The fun of webfeeds
In the link menu of my web site has appeared a new section called blogroll. It is a nice little consequence of a new way I read web sites: I use webfeeds.
For an introduction on webfeeds see here. In short, a webfeed is a way for a web site to continuously “feed” you announcements of their latest content. Concretely, it is a file on the site that lists the latest content and that is regularly pulled by your webfeed program.

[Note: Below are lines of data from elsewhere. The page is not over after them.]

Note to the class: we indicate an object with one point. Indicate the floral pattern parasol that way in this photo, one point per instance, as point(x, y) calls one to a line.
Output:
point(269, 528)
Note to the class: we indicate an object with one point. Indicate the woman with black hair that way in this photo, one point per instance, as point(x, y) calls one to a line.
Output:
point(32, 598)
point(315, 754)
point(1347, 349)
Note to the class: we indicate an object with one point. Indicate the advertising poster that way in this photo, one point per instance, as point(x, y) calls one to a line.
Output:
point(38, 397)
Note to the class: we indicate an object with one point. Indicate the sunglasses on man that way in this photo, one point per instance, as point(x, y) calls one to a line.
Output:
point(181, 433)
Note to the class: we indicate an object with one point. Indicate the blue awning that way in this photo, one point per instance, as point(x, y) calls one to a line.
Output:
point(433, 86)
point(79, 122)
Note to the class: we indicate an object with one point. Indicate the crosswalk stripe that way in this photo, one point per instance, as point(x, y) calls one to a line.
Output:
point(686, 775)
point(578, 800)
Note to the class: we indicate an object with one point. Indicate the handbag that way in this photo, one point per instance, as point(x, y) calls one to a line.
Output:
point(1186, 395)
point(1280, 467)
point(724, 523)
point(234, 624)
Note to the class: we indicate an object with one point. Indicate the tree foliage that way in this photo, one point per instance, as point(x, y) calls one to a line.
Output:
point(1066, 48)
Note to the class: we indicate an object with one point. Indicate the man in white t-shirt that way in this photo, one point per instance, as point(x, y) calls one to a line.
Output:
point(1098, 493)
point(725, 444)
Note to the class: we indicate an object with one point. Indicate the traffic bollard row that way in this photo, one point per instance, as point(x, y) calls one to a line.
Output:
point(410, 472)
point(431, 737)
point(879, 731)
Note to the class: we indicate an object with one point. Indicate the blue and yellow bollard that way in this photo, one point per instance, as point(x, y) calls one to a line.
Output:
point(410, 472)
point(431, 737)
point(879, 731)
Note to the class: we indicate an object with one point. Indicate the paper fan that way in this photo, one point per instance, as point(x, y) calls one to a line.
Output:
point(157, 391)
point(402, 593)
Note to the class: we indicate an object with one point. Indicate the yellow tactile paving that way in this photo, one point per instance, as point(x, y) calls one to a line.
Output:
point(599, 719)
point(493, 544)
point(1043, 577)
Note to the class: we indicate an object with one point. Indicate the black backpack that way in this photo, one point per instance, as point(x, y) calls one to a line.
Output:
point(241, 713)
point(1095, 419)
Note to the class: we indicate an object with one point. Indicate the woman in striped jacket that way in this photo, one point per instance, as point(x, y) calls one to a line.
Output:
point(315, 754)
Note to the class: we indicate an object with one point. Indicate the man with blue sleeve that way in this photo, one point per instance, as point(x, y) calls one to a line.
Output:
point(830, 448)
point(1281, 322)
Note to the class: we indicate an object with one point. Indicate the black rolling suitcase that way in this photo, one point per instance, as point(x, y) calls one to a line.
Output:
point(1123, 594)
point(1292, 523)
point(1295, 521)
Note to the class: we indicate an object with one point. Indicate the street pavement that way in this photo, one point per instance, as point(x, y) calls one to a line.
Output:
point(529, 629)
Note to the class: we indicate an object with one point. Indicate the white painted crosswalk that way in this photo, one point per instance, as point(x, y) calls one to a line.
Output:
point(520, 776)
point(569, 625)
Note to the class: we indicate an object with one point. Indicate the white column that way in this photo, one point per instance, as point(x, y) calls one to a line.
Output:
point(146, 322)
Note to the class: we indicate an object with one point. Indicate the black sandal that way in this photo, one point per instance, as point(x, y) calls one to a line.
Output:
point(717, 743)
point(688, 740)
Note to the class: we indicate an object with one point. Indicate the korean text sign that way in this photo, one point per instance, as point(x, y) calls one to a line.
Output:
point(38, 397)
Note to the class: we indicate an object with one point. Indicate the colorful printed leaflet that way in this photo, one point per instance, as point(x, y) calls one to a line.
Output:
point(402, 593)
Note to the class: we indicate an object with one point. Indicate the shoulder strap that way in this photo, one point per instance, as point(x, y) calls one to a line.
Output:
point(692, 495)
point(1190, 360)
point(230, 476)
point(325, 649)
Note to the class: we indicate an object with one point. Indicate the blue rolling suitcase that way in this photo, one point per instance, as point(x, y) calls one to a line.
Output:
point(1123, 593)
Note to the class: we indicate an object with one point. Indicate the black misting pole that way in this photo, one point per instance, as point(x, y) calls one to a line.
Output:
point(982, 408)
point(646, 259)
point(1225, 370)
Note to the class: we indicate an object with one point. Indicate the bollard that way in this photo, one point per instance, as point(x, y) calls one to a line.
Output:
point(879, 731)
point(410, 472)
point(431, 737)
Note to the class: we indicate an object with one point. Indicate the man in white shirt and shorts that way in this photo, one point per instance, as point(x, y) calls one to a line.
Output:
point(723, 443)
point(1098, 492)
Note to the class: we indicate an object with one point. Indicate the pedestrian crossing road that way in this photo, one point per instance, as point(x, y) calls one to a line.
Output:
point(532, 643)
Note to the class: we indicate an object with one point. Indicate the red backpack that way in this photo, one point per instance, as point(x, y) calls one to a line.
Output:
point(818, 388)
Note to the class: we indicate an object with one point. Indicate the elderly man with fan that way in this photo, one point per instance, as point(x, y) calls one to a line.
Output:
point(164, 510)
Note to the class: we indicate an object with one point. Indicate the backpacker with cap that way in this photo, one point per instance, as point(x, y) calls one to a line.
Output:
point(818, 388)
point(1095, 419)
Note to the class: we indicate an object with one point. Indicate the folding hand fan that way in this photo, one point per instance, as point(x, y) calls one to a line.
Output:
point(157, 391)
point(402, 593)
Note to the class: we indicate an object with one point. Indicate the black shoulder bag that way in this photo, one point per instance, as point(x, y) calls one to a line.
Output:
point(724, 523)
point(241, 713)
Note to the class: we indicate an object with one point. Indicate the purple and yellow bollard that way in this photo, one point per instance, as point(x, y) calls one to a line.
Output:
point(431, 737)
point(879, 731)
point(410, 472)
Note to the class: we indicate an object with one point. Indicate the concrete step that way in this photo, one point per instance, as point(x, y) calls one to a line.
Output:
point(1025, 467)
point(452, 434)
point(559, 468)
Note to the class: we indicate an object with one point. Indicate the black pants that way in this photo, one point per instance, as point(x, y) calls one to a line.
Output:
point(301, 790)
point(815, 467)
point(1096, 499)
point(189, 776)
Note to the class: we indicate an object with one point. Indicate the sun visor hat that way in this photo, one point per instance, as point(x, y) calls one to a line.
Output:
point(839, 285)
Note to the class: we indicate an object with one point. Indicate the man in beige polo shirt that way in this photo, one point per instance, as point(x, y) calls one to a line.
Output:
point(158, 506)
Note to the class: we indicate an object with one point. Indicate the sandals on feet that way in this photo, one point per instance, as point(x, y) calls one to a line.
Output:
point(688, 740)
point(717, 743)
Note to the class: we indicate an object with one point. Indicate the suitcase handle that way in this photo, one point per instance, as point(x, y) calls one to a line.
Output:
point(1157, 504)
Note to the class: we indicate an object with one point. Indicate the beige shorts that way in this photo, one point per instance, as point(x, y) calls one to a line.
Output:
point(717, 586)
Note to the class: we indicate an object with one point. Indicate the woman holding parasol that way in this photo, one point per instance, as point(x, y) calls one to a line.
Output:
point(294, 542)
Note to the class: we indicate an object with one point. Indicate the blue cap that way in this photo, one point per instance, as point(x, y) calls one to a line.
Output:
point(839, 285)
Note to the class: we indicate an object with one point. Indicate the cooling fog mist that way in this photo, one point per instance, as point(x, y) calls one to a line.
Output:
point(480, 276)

To read webfeeds, you can use a desktop program. RSS Bandit is one on Windows. Firefox also has a webfeed reader as an extension. I started to use a plugin to Outlook that made feeds look like email. It’s a nice program, but at some point it made Outlook unstable, so I looked for something else. I tried a standalone client software, RSS Bandit, but it was a pain to reconfigure the proxy settings between work and home (I use the same laptop at work and at home). Plus I didn’t like having another application all the time open.
Then I fall on Bloglines, which is a web site that offers a webfeed reader online. It’s really great. The interface is simple and fast. It allows staying in Firefox, which is nice because Firefox is very comfortable to use. Also, standalone readers generally use Internet Explorer for rendering HTML, which I prefer to avoid knowing the security problems of IE.
Bloglines has other great features. It can publish the list of feeds in your own web site - a blogroll - as I do here. It is also possible to make some part of your feed public for other people to see what you are reading, see my one here. It is a good way to try out Bloglines interface.